Reading 5: sampling and estimation Flashcards
An important difference between two-stage cluster sampling and stratified random sampling is that compared to stratified random sampling, two-stage cluster sampling:
uses all members of each sub-group (strata).
takes random samples all sub-groups (strata).
will not preserve differences in a characteristic across sub-groups.
With cluster sampling, the randomly selected subgroups may have different distributions of the relevant characteristic relative to the entire population. Cluster sampling uses only randomly selected subgroups, whereas stratified random sampling samples all subgroups to match the distribution of characteristics across the entire population. (LOS 5.a)
Sampling error is defined as:
an error that occurs when a sample of less than 30 elements is drawn.
an error that occurs during collection, recording, and tabulation of data.
the difference between the value of a sample statistic and the value of the corresponding population parameter.
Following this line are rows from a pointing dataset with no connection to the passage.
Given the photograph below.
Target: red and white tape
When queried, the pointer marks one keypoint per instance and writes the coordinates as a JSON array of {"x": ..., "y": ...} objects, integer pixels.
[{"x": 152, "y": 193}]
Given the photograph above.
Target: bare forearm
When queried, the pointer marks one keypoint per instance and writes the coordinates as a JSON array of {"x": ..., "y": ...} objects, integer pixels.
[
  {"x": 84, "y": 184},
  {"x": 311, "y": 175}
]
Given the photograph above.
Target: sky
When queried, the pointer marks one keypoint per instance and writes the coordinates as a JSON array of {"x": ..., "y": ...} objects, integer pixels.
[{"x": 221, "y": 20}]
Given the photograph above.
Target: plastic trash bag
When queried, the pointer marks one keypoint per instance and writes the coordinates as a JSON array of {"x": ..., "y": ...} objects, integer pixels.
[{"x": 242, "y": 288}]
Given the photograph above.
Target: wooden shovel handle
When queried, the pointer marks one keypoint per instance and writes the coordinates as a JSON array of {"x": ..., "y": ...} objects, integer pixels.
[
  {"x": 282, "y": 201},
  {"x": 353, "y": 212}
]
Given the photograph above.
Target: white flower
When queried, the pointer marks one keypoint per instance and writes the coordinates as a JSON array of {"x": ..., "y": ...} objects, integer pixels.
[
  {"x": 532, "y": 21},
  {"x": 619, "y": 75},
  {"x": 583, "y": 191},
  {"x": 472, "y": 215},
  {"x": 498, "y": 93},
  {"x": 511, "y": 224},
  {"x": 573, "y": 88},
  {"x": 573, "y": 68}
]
An example might be the difference between a particular sample mean and the average value of the overall population. (LOS 5.b)
The mean age of all CFA candidates is 28 years. The mean age of a random sample of 100 candidates is found to be 26.5 years. The difference of 1.5 years is called:
the random error.
the sampling error.
the population error.
The sampling error is the difference between the population parameter and the sample statistic. (LOS 5.b)
A simple random sample is a sample drawn in such a way that each member of the population has:
some chance of being selected in the sample.
an equal chance of being included in the sample.
a 1% chance of being included in the sample.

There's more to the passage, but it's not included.